You mean something like this (pardon the aweful picture)?
That would be quite useful if made mandatory. I guess not every EA title can define every milestone until launch early on, but those should receive an extra warning from valve or mustn't be sold above a certain price.
It would be easy for a customer to see, if the development is coming along nicely and if not, the dev-team will surely put out an explanation and the customer has been warned.
No I meaned more like:
"Hello. We are making the most awesome game ever called supergame. EA build is Alpa 0.8 and is all we have for now. We are going to add features 1-5 later in developement as the game goes on. Here is our milestone list.
alpha.08 50%
Feature1 60% New UI
Feature 2 70% Gravity
Feature 3 75% Stones
Feature 4 80% Targets for stones
Feature 5 100% Throwing the stones
And we plan to continue developement of the final game after release to expand our sales."

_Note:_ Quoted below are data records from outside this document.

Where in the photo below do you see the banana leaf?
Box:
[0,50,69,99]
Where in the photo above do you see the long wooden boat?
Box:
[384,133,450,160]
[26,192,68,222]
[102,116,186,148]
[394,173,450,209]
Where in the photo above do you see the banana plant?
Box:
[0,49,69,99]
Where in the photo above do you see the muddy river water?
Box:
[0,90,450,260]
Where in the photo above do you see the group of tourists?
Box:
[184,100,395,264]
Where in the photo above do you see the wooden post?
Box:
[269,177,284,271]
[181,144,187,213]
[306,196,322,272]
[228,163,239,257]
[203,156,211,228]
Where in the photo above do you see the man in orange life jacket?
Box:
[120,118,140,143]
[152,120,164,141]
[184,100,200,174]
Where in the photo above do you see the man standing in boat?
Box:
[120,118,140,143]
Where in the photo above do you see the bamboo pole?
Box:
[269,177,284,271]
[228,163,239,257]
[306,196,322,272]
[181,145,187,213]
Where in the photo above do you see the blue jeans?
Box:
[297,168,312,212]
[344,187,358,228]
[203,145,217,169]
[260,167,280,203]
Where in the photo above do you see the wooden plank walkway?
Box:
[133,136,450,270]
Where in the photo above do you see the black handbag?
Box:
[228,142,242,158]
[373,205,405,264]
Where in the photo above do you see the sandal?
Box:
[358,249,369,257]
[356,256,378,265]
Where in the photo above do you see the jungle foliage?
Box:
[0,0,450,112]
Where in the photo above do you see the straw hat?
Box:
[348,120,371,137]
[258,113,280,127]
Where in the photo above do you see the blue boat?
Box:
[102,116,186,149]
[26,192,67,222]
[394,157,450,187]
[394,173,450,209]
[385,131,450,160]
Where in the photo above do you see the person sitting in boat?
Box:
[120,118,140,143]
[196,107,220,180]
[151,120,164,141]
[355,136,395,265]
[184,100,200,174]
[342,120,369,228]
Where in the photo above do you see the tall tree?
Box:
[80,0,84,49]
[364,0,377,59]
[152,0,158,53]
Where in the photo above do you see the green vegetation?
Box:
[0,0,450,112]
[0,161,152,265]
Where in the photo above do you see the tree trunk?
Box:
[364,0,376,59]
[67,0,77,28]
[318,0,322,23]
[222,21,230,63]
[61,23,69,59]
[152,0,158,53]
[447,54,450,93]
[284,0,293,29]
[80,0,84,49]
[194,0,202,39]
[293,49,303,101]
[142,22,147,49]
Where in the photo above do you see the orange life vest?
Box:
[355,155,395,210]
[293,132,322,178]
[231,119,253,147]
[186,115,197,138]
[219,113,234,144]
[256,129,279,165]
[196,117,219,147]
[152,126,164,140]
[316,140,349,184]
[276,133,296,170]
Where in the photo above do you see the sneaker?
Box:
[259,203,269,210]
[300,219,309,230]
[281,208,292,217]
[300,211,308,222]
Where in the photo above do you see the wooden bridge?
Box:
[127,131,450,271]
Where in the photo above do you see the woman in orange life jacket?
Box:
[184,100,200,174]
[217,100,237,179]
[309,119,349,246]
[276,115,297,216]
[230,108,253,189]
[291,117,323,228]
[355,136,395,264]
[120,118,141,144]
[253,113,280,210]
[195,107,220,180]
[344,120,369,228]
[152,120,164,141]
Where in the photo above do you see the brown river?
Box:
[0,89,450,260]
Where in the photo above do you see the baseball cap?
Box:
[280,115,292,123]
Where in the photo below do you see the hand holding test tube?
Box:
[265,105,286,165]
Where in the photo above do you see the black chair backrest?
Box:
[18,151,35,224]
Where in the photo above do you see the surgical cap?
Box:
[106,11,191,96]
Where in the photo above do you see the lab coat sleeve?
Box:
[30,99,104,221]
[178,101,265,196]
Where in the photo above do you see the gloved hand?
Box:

So if supergame was 10$ EA they would get 3.5$ (50% of 10$-30% valvecut) initialy from sale and if the game has 1000 copies sold when it hits feature 1 they would get 700$ from the earlier sales and then get 4.2$ going onward from every sale.
This basicly means the dev can determine how complet they feel the EA first build is of the game, then how important they feel the promised features are and at what featurepoint they feel the game is 100% ready and they may promise to do more but want to get 100% money before adding those features to extend the games lifetime after release. If the game project would be cancelled/ended before 100% the rest of the % would be returned to customers steamwallets. Making it smaller risk for customers, and less hasle for steam.
This way we avoid DF-9 Situation what would probaly launch with 0-2 feature goals taking them up to 95% and then having load of goals after that. So we could see that theyre not confident in having the money/resources to fund the game longer before needing the money out of steam. So we could more easily see the risk curve.
This method would not force the developers to do milestones like for publishers what they hate, but would more easily show customers how commited they are hitting those features. There would be no timegoals set.